四機はしばらく上空を旋回していたが一機が急降下してきた。だがその目標が伊勢ではない。伊勢の近くに流れていた大きめの木の残骸である。野分が突き破った壁の一部だ。器用にフックにその残骸を引っ掛けると、私の足元までそれを運んできた。ここまでされれば何をしろと言われているのかは何となくわかる。私はその上に野分を乗せた。流石に野分の体重を支えるほどの浮力は無かったが、顔が海面から浮いている。四機はそのまま四方にフックを引っ掛けると、そのまま陸地の方へ野分を引っ張っていった。
「優秀な子たちだね、やっぱり」
伊勢はそれを見守るように見ていた。
「あぁ、そうだな。私にもこういう使い方があるとは思いもよらなかった」
「いいわね。仲間って」
伊勢がらしくないことを言った。私には伊勢が何を言っているのか理解ができなかった。
「川内がいたじゃないか。彼女もお前を止めるために……」
「そうね。
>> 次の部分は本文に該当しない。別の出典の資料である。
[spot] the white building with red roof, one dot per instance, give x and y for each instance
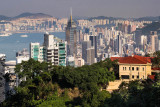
(133, 67)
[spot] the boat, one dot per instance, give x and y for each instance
(5, 34)
(24, 36)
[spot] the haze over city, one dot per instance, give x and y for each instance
(87, 8)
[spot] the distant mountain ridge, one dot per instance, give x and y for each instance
(42, 15)
(32, 15)
(149, 18)
(26, 15)
(105, 17)
(4, 17)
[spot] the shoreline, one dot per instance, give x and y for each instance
(14, 32)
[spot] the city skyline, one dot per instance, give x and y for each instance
(87, 8)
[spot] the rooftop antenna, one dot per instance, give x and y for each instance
(71, 13)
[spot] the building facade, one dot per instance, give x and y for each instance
(133, 67)
(53, 50)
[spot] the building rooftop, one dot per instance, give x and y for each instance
(135, 59)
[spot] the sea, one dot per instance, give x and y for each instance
(9, 45)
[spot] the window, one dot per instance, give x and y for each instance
(137, 68)
(125, 76)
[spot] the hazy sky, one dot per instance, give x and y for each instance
(61, 8)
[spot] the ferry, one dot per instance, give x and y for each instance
(24, 36)
(5, 34)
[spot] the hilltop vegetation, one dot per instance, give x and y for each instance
(61, 86)
(58, 86)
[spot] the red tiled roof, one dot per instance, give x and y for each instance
(132, 59)
(155, 68)
(151, 77)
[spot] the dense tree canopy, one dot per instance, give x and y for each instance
(59, 86)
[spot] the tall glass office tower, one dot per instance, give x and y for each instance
(71, 37)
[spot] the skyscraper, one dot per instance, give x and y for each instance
(53, 50)
(71, 37)
(93, 40)
(85, 46)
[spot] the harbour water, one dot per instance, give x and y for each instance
(9, 45)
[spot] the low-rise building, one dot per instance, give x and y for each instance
(133, 67)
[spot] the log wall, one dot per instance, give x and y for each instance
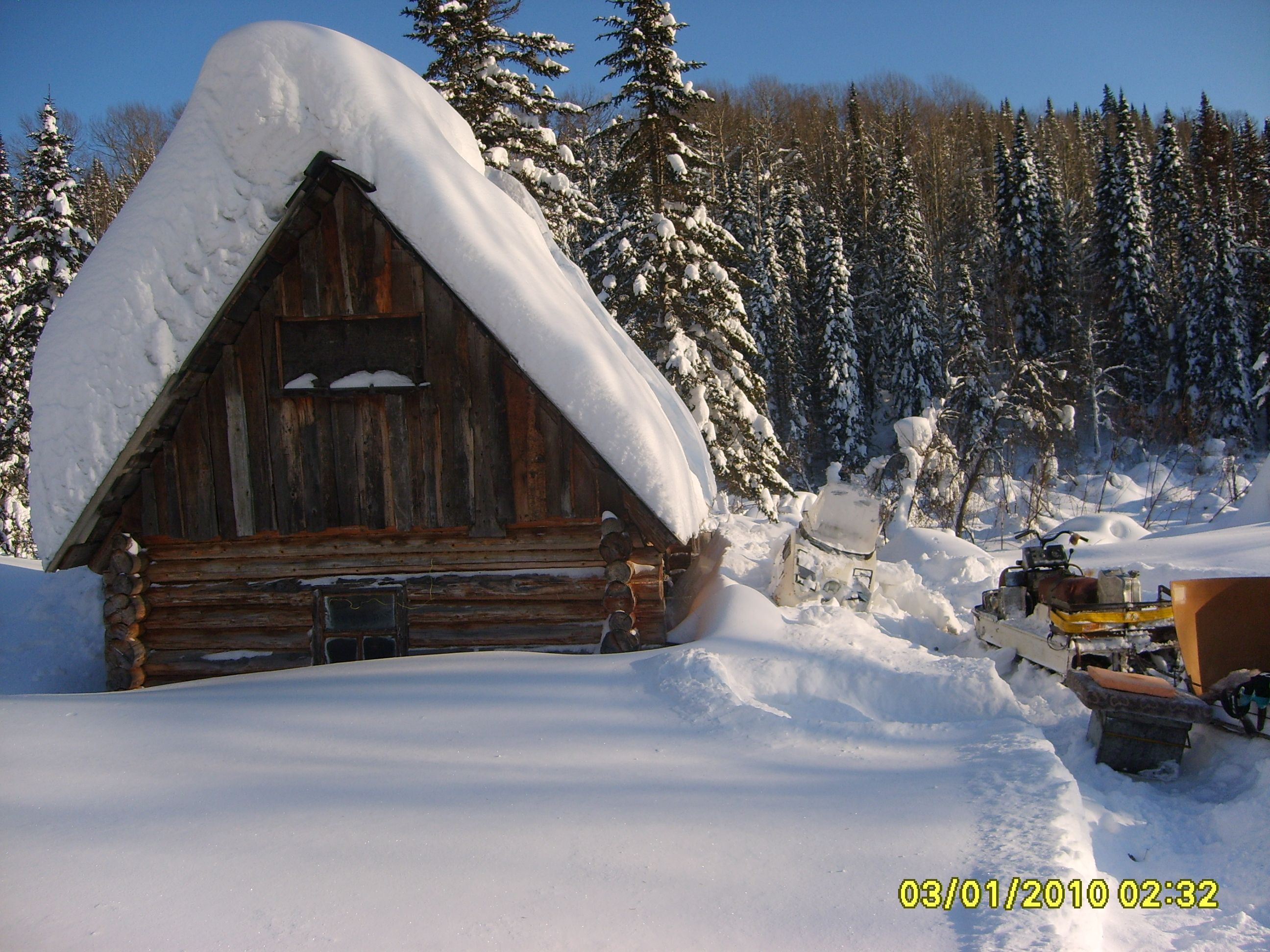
(471, 494)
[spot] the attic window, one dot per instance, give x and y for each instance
(359, 353)
(360, 625)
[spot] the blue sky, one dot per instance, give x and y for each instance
(95, 54)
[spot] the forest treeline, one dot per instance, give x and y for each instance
(809, 266)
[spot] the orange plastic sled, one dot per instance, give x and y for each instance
(1223, 625)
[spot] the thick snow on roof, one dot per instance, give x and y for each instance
(269, 97)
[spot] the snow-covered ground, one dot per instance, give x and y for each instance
(766, 786)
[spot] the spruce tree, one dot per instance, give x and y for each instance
(1220, 350)
(1125, 254)
(1170, 198)
(907, 329)
(667, 282)
(7, 193)
(510, 113)
(46, 247)
(835, 398)
(1022, 238)
(99, 200)
(1253, 172)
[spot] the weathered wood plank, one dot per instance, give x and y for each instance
(310, 260)
(529, 476)
(347, 565)
(213, 640)
(250, 357)
(458, 615)
(372, 481)
(192, 664)
(310, 419)
(649, 526)
(238, 447)
(290, 287)
(559, 533)
(334, 277)
(404, 271)
(290, 494)
(229, 618)
(149, 503)
(381, 266)
(195, 473)
(447, 356)
(219, 445)
(506, 636)
(582, 480)
(556, 464)
(423, 589)
(167, 493)
(347, 462)
(289, 515)
(423, 433)
(400, 490)
(220, 595)
(488, 438)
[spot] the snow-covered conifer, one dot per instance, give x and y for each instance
(1253, 172)
(833, 376)
(99, 198)
(1172, 235)
(1219, 347)
(46, 247)
(1125, 254)
(907, 331)
(8, 205)
(1022, 241)
(510, 113)
(668, 281)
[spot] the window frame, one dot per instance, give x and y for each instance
(400, 633)
(280, 355)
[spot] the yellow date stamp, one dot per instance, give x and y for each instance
(1019, 893)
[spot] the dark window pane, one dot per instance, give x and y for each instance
(378, 646)
(371, 611)
(336, 348)
(341, 650)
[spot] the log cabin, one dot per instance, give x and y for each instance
(360, 455)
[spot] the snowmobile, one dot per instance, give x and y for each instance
(1060, 618)
(832, 555)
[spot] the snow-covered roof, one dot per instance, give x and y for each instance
(271, 95)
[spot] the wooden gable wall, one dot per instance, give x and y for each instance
(479, 447)
(261, 489)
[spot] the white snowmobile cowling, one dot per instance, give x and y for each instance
(833, 552)
(845, 518)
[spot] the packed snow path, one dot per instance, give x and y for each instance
(765, 787)
(662, 800)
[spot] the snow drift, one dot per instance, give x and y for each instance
(269, 97)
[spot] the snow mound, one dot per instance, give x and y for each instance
(1101, 528)
(1254, 505)
(50, 630)
(951, 567)
(831, 664)
(269, 97)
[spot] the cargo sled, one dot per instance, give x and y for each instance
(1054, 615)
(832, 555)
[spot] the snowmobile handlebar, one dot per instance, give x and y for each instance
(1046, 540)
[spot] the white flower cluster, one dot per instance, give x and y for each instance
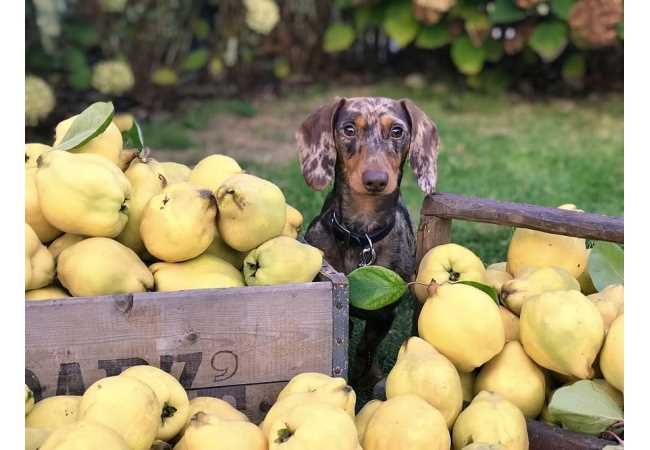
(39, 100)
(112, 77)
(262, 15)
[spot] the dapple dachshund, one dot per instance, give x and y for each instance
(363, 142)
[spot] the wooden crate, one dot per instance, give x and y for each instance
(240, 344)
(438, 211)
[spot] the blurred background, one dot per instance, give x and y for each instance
(527, 94)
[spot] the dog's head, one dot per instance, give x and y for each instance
(369, 138)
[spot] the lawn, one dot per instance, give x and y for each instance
(493, 146)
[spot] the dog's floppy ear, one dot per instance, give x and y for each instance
(424, 147)
(316, 147)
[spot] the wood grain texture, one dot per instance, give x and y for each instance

彼女はいい子だった。けれど、今のあの子たちみたいなことはしてくれなかった」
「どういう意味だ……川内はお前を救おうとして……」
「わからないか……それだけ幸せだったてことだよね」
伊勢はゆっくりと刀をこちらに向けた。
「あなたが信じる正義は間違いなく正しいと思う。けれど、私の正義は私の中では正しいと
信じているわ。あなたと違って、誰かにわかってもらえるものじゃない。けれど、誰にも理解されなくてもいい。私は私の信じる道を歩いていたいの」
「なんだ……そんなことか」
私は思わず呆れてため息が漏れてしまった。伊勢が不服そうな顔をしている。
「今の私に正義なんてものはない。ただ信頼している彼女たちと私自身の目的を達成したいと思っているだけだ。一種のエゴかもしれん。だが、それで私が満足するのなら、それでいい。そう思っているだけだ」
「あなたも信頼されているのでしょう?この前の野分、さっきの足柄を見てわかったわ」
「まぁ、そうなるな」
私は大きく息を吐き呼吸を整えた。
「じゃあ始めようじゃないか。最後の姉妹喧嘩を」
伊勢の顔にニヒルな笑みが浮かんだ。